The issue of expired manifests is causing operational inefficiencies and security risks for customers, particularly those who rely on satellite-based repositories for critical software updates. Currently, when a manifest expires, customers lose access to important updates and repository content, which can expose them to security vulnerabilities and compliance risks. We propose enhancing the handling of expired manifests to reduce customer disruption and improve the overall user experience.

Proposed Enhancements:

1. Periodic Manifest Refresh:
   Implement an automated periodic manifest refresh to extend the expiration date of manifests proactively. This would ensure that customers remain up to date with the latest software and security patches without needing to manually refresh the manifest.

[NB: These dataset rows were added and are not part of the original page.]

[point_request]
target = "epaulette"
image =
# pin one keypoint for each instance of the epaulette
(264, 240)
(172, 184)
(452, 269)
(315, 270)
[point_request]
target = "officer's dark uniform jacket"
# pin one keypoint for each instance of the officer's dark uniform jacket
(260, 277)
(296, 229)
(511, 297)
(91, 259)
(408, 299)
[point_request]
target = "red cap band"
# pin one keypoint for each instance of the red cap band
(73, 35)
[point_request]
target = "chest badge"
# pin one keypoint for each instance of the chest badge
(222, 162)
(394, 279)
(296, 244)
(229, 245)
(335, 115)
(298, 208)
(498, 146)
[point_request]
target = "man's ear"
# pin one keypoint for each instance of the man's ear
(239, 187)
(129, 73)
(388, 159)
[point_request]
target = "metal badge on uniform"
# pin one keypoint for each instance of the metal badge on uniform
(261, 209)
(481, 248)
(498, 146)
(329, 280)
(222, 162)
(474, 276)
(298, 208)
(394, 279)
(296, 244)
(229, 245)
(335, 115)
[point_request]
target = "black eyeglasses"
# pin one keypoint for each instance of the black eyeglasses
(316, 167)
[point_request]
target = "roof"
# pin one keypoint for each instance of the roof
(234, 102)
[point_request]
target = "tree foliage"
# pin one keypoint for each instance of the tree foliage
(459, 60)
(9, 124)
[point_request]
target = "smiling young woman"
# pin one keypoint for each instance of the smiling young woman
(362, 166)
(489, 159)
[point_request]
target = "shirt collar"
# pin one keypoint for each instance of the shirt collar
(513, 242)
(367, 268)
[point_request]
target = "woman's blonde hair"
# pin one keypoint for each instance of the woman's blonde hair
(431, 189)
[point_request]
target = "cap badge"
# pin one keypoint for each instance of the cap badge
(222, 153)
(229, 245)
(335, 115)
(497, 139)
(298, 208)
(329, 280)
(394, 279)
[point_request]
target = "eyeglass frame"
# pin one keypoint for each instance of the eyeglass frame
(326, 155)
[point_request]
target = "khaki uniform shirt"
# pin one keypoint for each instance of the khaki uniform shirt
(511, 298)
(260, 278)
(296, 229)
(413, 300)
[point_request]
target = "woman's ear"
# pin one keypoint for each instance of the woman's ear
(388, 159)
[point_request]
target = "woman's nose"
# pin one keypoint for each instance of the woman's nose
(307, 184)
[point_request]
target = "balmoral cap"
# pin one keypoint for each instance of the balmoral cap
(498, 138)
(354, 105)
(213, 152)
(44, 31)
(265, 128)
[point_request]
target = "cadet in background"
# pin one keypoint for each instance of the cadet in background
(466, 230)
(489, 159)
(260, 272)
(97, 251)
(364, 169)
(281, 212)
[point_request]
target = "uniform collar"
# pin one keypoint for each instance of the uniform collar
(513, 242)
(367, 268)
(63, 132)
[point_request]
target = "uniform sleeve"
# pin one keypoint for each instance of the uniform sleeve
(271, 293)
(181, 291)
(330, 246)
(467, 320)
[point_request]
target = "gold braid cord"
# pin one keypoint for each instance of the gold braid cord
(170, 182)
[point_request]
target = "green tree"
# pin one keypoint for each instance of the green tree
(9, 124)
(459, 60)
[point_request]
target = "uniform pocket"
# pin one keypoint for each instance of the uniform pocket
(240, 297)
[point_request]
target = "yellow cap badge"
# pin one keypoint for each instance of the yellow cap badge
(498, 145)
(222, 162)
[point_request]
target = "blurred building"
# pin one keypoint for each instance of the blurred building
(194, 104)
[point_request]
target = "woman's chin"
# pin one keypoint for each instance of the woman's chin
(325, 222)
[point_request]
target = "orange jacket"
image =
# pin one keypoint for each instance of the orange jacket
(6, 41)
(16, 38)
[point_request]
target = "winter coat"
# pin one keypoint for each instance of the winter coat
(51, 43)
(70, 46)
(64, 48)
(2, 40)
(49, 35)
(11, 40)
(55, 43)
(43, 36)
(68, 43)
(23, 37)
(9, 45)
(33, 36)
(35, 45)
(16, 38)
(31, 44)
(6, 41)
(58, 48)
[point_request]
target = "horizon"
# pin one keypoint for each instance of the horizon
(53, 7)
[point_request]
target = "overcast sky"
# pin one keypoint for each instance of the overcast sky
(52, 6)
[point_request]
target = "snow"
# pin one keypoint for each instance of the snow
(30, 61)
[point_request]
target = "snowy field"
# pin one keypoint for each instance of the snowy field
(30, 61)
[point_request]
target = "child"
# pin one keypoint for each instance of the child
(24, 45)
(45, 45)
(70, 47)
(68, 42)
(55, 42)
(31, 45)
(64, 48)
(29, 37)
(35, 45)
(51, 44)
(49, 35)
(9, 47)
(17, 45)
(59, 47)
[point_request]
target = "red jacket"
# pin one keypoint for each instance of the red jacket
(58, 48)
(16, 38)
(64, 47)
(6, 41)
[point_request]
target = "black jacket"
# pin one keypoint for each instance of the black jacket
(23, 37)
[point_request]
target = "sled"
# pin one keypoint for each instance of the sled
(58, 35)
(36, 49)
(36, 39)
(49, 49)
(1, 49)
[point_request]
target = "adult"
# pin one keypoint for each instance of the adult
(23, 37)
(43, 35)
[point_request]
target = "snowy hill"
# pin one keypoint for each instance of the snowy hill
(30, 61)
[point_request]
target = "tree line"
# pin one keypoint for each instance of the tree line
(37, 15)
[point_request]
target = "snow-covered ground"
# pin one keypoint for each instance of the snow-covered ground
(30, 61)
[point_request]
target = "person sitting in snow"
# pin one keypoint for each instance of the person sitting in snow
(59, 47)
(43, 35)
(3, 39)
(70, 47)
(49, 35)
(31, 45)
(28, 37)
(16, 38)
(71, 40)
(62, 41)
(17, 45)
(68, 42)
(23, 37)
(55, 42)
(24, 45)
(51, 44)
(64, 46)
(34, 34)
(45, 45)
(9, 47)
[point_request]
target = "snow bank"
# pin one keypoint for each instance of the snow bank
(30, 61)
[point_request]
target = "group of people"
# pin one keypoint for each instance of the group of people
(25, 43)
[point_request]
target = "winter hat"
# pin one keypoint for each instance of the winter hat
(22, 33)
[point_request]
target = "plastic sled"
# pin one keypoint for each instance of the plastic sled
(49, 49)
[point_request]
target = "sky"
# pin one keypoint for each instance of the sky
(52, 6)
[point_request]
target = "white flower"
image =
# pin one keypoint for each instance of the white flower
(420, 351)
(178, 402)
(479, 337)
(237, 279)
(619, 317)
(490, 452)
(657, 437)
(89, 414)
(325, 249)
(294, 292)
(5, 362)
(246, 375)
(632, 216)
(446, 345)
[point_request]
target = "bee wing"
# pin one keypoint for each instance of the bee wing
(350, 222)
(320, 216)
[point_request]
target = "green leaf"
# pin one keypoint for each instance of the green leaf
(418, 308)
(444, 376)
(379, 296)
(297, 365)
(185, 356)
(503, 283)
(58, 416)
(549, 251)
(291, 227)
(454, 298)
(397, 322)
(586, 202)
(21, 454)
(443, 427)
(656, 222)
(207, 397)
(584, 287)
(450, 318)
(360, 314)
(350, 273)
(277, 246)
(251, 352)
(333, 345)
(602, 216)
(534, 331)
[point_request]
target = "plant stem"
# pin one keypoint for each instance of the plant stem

• • Challenges: This may not be ideal for larger customers, where running a manifest refresh task could degrade performance (e.g., for clients like Visa). 

1. Enhanced Distributor Certificate Check and Alerts:
   Build on the existing manifest distributor certificate check, which currently runs in the background for expired subscription notifications. We propose:

• • Sending proactive email alerts when a manifest is within 7 or x days of expiration.

• • Introducing auto-renewal functionality to extend the manifest validity within the 7-day window.

1. Lightweight Connectivity Test Between Satellite and Hosted Candlepin:
   Implement a lightweight connectivity test using the manifest's certificates. This test would:

• • Proactively alert users to potential connectivity or expiration issues before they become critical.

• • Provide visibility into subscription issues in real-time, minimizing operational disruptions.

• • Implement an optional recurring connectivity test logic in Foreman that runs every hour to validate the consumer certificate of the manifest.
  • This would automatically run every hour unless disabled by the customer.

• • If a test fails, it would narrow the issue detection window to 1 hour, improving troubleshooting efficiency.

• • Automatically disable if Satellite is in disconnected mode (subscription_connection_enabled=False).

Impact:

• Reduced security risks and operational inefficiencies.

• Proactive measures to ensure that customers are notified ahead of time about expiring manifests, thus improving compliance and security.

• Enhanced customer experience with more automated and transparent management of manifest expiration.